Titan, which sells ad space in more than 5,000 phone kiosks, had received approval from the city to place the transmitters, known as beacons, in the booths, and 500 had already been installed around Manhattan.
The beacons emit a signal that is picked up by smartphones. The technology is most often used to send ads, called push advertising, onto people's cellphones. But the signal, which uses Bluetooth rather than Wi-Fi or cellular signals, could also be used to track the movements of the phones' owners, which would have added to the ever-increasing layers of surveillance installed in the nation's largest city since the Sept. 11, 2001, terror attacks.
The proposal was first reported Monday morning in a joint piece published by Buzzfeed and the Daily News. Hours later, the city announced that it had asked Titan to remove the beacons.
"While the beacons Titan installed in some of its phones for testing purposes are incapable of receiving or collecting any personally identifiable information, we have asked Titan to remove them from their phones," said Phil Walzak, spokesman for Democratic Mayor Bill de Blasio.
Walzak noted that Titan was helping the city pilot free Wi-Fi in public spaces.
A spokesman for Titan said that the beacons were not intended to track people but it would honor the city's request to remove them. The beacons are expected to be removed in the coming days.
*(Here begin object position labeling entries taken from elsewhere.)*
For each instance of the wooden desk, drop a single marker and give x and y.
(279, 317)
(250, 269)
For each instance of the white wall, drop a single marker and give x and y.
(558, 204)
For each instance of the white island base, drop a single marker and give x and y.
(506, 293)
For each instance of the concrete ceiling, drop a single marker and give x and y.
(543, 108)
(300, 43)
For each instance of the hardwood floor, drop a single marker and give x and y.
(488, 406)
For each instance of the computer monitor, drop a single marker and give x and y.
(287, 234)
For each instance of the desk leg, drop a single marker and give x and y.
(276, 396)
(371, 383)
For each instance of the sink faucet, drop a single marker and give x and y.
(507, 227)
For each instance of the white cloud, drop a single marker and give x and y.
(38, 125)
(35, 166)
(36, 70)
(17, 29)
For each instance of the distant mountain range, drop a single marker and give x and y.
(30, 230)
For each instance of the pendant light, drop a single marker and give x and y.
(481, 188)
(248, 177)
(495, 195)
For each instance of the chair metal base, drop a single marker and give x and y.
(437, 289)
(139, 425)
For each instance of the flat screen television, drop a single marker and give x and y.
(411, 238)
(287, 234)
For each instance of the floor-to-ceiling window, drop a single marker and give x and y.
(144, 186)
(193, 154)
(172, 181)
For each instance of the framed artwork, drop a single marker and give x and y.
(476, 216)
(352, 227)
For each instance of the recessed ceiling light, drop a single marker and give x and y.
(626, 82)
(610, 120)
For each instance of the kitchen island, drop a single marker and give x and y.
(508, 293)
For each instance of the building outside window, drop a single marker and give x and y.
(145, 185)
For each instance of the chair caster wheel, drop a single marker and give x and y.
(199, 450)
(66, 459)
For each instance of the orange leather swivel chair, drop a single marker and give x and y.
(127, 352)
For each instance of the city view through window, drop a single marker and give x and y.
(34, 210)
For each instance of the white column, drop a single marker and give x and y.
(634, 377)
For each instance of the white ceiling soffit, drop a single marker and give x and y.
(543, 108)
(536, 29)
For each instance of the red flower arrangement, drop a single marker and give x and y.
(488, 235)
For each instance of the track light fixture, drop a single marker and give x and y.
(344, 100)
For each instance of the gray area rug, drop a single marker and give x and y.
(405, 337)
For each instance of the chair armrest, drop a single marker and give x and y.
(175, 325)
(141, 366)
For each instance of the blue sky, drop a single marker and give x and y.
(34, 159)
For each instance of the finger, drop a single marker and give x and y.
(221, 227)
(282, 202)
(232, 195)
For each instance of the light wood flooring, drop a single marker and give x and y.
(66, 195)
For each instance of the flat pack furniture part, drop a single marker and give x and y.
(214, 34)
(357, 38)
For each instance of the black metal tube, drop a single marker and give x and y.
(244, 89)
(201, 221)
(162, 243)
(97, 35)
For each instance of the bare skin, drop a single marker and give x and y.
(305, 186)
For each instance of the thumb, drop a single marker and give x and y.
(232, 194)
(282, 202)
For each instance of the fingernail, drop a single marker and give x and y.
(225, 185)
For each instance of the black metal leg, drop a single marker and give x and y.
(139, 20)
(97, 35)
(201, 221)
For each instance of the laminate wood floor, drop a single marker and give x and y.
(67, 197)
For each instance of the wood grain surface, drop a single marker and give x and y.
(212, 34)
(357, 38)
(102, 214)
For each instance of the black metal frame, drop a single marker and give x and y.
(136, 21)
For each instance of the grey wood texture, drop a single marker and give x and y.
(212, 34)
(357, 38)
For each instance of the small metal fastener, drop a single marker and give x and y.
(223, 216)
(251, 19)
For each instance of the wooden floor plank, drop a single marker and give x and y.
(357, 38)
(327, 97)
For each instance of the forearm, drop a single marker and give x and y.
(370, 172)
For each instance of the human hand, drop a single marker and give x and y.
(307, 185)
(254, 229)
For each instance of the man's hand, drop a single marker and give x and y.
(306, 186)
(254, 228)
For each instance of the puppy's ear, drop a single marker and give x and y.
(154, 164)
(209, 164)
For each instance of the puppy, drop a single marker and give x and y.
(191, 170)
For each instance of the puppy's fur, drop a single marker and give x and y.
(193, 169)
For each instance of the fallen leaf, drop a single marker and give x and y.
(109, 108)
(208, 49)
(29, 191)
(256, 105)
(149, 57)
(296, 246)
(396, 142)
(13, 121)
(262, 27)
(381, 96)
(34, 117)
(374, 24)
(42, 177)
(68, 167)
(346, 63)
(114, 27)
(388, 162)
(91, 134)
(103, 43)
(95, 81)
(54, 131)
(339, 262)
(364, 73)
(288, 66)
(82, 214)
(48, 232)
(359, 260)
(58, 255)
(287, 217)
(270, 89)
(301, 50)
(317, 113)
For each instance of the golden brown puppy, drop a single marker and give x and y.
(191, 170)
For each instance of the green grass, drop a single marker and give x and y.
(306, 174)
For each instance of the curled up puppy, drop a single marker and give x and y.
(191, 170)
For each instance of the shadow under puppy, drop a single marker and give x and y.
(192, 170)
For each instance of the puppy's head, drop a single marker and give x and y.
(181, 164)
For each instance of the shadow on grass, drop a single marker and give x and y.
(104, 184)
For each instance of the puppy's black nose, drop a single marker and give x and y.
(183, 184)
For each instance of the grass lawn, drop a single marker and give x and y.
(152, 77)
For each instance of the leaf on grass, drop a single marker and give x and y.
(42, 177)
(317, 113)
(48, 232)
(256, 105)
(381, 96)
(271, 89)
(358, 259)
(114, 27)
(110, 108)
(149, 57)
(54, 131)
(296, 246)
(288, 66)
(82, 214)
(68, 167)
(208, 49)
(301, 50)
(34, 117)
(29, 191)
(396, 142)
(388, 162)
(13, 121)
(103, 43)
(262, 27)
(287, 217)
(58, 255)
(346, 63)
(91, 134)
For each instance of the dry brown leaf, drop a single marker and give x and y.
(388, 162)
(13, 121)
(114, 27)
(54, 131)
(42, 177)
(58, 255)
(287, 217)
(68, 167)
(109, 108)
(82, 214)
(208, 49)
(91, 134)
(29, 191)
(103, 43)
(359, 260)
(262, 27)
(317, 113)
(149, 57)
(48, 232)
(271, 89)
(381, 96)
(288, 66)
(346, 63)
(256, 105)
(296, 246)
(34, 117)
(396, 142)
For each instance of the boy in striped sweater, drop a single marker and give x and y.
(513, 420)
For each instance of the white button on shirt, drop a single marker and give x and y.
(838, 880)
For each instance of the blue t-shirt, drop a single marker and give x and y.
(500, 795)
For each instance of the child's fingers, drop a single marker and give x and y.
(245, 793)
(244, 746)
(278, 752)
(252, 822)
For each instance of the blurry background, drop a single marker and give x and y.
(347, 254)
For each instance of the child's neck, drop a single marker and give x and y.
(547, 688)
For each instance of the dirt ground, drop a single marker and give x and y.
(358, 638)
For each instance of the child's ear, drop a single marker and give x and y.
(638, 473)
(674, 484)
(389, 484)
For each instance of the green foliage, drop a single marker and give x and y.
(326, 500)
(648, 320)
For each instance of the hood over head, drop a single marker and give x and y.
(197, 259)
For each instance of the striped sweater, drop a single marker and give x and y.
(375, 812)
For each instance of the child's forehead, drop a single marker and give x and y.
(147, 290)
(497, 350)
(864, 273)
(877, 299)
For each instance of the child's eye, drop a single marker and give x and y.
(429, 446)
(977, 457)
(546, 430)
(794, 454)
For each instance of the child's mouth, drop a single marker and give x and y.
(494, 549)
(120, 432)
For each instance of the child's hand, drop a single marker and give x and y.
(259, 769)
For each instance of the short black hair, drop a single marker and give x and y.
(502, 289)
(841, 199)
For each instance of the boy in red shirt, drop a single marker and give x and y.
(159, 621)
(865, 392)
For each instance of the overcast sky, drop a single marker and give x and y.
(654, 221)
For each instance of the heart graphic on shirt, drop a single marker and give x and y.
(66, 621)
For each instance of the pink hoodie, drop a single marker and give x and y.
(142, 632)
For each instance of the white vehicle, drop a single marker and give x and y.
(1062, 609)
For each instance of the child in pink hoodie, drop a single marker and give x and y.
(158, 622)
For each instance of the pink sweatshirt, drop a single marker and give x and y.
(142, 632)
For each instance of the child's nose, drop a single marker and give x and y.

Civil liberties groups complained about a possible invasion of privacy and the lack of public discussion over the program.
"To the extent that the city is involved in this, the lack of transparency (is) of even greater concern," the head of the New York Civil Liberties Union, Donna Lieberman, told Buzzfeed.
The revelation in New York comes as a similar battle over privacy is being waged on the West Coast. More than a year ago, Seattle police vowed not to turn on a network of surveillance cameras and transmitters to track residents but has yet to publicize a policy as to how they will use the devices. Last month, one of them turned on — police said it was inadvertently — which raised concerns from right-to-privacy groups.
A furor has also erupted in London, where an advertising company has installed transmitters in trash cans to track cellphones. And in Washington, several cellphone tracking towers have been spotted around the city, but the identities of their operators remain a mystery.